THE POSSIBILITY of 547 municipal layoffs -- on top of more than 200 positions that remain unfilled -- underscores the seriousness of Baltimore's fiscal crunch.
"The next two years are going to be the toughest two years we have faced," Mayor Martin O'Malley predicted yesterday as he unveiled a preliminary budget that assumes no growth in the national economy.
That conservative assumption is important because more than 20 percent of Baltimore's general fund revenues come from state or federal sources. Moreover, stagnation could severely reduce income- and service-tax receipts, which account for nearly 16 percent of the general fund.
Property tax revenues -- 53.7 percent of the general fund -- also could take a hit in a recession. Even in the good times, downtown real estate and upscale homes along the city's northern border increased only by 3.4 percent in value. Reassessments of properties in less desirable areas may actually show a loss of value.
Plummeting population is at the heart of Baltimore's budget crunch. Since the 1950s, when population peaked at 950,000, the city has lost nearly one-third of its residents. The exodus has eroded much of the tax base. In the past 10 years alone, the city lost 17 percent of its jobs.
"When you lose population over such a long time, you lose many of your paying customers, you lose your revenue base," Mr. O'Malley said yesterday.
Trying to sound optimistic amid this dreary evidence, the mayor said nothing in the bare-bones budget proposal was cast in stone. In reality, though, many services are going to be curtailed, including libraries, recreation and parks, arts and culture and programs for senior citizens.
To his credit, Mr.

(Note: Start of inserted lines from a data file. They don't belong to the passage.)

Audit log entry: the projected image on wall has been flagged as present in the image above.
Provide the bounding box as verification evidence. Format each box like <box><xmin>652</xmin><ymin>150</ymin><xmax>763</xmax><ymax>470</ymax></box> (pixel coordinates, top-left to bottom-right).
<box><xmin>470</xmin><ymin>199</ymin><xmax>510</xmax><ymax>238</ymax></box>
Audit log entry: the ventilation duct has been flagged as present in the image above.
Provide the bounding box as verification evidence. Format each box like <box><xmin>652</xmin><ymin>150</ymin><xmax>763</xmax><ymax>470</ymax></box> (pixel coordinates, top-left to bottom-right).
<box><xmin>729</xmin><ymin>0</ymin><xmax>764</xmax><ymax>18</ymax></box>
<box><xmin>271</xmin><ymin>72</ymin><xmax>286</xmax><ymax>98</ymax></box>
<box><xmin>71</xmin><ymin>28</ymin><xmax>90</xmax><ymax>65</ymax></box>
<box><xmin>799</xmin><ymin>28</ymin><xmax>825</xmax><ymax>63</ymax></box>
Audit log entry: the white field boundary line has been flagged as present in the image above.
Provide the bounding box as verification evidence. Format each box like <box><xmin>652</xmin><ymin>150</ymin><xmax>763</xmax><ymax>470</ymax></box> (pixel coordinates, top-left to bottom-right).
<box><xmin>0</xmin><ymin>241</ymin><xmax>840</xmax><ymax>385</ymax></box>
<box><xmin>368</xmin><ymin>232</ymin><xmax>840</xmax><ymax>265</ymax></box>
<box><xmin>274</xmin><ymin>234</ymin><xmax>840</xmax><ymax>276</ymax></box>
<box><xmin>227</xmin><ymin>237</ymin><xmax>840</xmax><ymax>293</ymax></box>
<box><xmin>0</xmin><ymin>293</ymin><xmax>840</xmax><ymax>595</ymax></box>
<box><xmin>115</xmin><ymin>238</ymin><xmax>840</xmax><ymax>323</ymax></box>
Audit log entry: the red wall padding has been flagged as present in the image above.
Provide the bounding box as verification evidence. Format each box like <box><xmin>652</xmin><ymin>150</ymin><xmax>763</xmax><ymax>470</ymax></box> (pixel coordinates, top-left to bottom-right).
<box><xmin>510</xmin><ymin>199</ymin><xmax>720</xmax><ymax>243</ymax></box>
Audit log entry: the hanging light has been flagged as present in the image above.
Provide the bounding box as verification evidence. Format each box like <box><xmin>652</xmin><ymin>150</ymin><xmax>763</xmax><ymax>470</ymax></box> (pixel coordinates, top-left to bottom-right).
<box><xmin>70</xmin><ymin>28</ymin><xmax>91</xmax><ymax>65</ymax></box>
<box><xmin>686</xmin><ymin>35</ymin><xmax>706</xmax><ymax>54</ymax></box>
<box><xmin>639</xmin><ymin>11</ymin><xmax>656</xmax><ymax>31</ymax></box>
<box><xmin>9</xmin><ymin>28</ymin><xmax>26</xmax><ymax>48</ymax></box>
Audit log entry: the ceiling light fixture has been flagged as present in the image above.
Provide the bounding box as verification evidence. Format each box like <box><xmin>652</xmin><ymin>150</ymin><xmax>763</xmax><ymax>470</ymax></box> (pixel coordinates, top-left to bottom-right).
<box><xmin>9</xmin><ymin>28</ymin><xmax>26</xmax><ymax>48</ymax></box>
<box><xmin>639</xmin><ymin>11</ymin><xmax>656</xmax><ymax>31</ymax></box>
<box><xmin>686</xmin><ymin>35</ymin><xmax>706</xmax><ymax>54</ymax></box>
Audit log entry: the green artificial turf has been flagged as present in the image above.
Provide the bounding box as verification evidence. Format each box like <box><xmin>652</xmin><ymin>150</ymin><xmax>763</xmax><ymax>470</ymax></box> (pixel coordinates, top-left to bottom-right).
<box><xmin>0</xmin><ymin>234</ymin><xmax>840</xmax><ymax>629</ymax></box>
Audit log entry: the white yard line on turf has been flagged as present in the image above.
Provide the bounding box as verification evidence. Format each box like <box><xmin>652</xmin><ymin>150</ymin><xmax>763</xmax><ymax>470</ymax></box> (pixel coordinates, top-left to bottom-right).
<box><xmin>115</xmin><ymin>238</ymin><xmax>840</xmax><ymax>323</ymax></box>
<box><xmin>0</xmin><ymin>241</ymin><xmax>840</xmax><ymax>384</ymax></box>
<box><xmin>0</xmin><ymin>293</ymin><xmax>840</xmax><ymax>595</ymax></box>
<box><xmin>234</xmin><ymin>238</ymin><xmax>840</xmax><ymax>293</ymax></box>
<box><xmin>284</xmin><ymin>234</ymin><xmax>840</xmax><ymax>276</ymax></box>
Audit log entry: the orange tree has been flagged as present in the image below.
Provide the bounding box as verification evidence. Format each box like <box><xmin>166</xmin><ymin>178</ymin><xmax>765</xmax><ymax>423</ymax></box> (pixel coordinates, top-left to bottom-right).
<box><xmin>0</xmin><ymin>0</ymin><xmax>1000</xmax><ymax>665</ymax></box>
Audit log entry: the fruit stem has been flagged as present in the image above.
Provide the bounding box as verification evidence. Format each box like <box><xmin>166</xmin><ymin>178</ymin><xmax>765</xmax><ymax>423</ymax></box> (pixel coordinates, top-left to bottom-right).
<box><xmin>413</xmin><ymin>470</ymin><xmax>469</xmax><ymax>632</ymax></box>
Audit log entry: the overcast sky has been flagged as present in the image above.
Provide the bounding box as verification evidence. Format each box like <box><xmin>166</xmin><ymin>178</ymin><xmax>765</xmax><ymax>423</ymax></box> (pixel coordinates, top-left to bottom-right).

O'Malley, during his 14 months as mayor, has enlisted business organizations to help him rethink the local government's functions and staffing.
In the end, though, Baltimore's future will be assured only if its taxpaying population begins expanding again and revenue growth outpaces increases in costs of governing. Above all, the city needs more taxpayers in its depopulated neighborhoods.
For years, this newspaper has urged City Hall to market Baltimore's affordable houses in Washington. Yet nothing has been done to import new tax-paying homeowners.
As Washington's property prices keep soaring, the O'Malley administration should aggressively embrace this strategy. Those new homeowners would not resolve the longstanding structural problems of Baltimore economy, but they could rejuvenate neighborhoods here that are now in dismal decline.